Inheritance + property overriding is the source of most problems in configuration because you can never know if a value is the source of truth.

sdboyer · 5 years ago

Cannot +1 this hard enough. It is the kernel from which all other useful things flow.

sdboyer · 5 years ago

> real language

In what sense is CUE not a real language?

Micoloth · 5 years ago

I think parent means a General Purpose language, i.e. capable of computations.

Personally, on one hand I know allowing computations into configuration immediatly destroys any hope of having a tidy, rational schema in real word projects.

On the other hand though, i do believe configuration and code should be build with related tools, possibly the same tool- or at least tools using the same syntax!

(a bit like the json syntax is the same as a Python dict syntax, except this is the terrible example that is so poorly thought out that does more harm than good)

This unlocks a much greater degree of freedom and power than all the gluing together technologies that we have to do...

heywherelogingo · 5 years ago

I think he means one language that includes config, instead of yaml plus yaml-taming ecosystem.

andix · 5 years ago

It looks quite cool. I think it would be really useful if you have a lot of integrations into different programming languages, frameworks, and maybe even SQL servers.

So you could do data validation on the frontend, backend and the database server based on the same definitions.

It would save us a lot of bugs caused by different opinions of valid data in different layers of software.

Kinrany · 5 years ago

I really like the language and look forward to seeing more adoption.

Is there a second implementation in another programming language?

As I understand it, it would make sense to have libraries for processing Cue data in every language.

I'm a bit concerned about Cue relying on Go too much. A data validation language should be independent of the implementation language.

rjrodger · 5 years ago

Started working on a JS version a few weeks ago [1]. Even with 20% of the features it’s already so useful we’re building systems with it. And not just config - model all the things!

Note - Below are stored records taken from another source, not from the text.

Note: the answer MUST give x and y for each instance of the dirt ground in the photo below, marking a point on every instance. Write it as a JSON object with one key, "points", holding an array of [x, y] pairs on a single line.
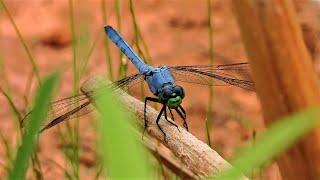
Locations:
{"points": [[176, 34]]}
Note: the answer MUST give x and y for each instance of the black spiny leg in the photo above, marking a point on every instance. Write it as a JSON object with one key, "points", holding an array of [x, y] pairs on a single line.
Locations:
{"points": [[171, 114], [145, 111], [157, 122], [182, 114], [166, 117]]}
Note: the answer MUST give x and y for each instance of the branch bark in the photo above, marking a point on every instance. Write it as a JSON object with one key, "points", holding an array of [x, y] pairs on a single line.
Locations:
{"points": [[282, 70], [193, 153]]}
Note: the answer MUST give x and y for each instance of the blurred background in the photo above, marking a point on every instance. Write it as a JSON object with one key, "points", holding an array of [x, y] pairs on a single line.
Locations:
{"points": [[171, 33]]}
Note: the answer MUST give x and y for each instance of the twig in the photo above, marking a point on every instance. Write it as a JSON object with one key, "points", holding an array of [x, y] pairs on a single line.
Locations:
{"points": [[196, 155]]}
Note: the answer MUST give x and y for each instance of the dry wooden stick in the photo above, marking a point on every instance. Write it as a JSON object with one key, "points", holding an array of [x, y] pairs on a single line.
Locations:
{"points": [[283, 73], [193, 153]]}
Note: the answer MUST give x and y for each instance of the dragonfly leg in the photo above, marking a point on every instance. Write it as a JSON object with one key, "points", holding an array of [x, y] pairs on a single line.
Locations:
{"points": [[145, 111], [171, 114], [157, 122], [166, 117], [182, 114]]}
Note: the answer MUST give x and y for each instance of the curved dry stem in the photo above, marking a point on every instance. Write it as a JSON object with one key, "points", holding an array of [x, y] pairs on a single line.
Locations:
{"points": [[196, 155]]}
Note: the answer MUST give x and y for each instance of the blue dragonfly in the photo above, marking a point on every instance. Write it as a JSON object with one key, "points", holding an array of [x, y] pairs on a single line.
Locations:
{"points": [[161, 81]]}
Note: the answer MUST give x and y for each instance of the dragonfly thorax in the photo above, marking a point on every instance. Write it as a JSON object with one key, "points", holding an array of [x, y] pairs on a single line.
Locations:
{"points": [[171, 95]]}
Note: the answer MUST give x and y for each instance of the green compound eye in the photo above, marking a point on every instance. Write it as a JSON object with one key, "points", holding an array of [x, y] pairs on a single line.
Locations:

Overrides and inheritance are a world of pain. Unification and commutative operations restore sanity to the actual work of coding with a domain representation language because WYSIWYG. And you get type safety for your domain model.

The project is still at the “Read the Source, Luke” stage so caveat emptor until we get a respectable release out.

* https://github.com/rjrodger/aontu

sdboyer · 5 years ago

Very excited to see someone doing this! Right now, Grafana is [planned to] relying on an anemic CUE->Typescript translator for getting its schema to the frontend - https://github.com/sdboyer/cuetsy. (Somebody also pointed me to Project Cambria recently, which could be an interesting compilation target for what we have https://www.inkandswitch.com/cambria.html)

Being able to work with CUE natively in TS, though, would be a huge gamechanger for what we can do with CUE in Grafana

wdb · 5 years ago

Nice, I was looking for a Javascript version. I will check it out. Regarding "Read the Source, Luke" you are in good company with Apple and its Swift ABI :)

d0100 · 5 years ago

Does this make it possible to add syntax highlight and validation in an editor like monaco?